Quant à la démarche axée sur l'écopaysage, Mme Guyn signale que la production de récoltes annuelles occupe 63 % des terres des Prairies, dont Canards Illimités touche 1 % seulement.

Le grand défi demeure le but qui consiste à réaliser les effets souhaités sur l'écopaysage. Le blé d'hiver et le seigle d'automne sont les principales cultures d'intérêt. Une superficie très limitée des terres ensemencées au Canada produit du blé d'hiver. Il est impératif que les producteurs y voient un avantage financier pour participer au programme.

La chaire d'éco-agriculture de l'University of Saskatchewan, les laboratoires Double Hophold, la Station de recherche du FMN à Lethbridge et des entreprises partenaires ont lancé des programmes.

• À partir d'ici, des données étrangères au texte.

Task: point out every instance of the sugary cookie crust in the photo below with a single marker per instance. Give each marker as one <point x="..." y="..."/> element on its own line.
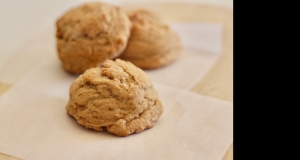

Dans le contexte de son programme national, c'est-à-dire le Programme d'encouragement à l'implantation de cultures couvre-sol (PEICC), Canards Illimités propose que le gouvernement fédéral élabore un programme d'implantation de cultures couvre-sol qui encouragera financièrement les propriétaires à remettre en état un avantage protégé. On calcule qu'il en coûtera environ 90 millions de dollars par année.

Pour réussir, il faut gagner la confiance, sensibiliser davantage et cultiver la confiance en soi des partenaires. Les contacts personnels sont la meilleure façon de trouver un terrain d'entente. Une " stratégie de couloir " ne convient pas-les partenaires doivent " sortir des sentiers battus ". Il faut définir des partenariats à divers niveaux et établir des buts clairs.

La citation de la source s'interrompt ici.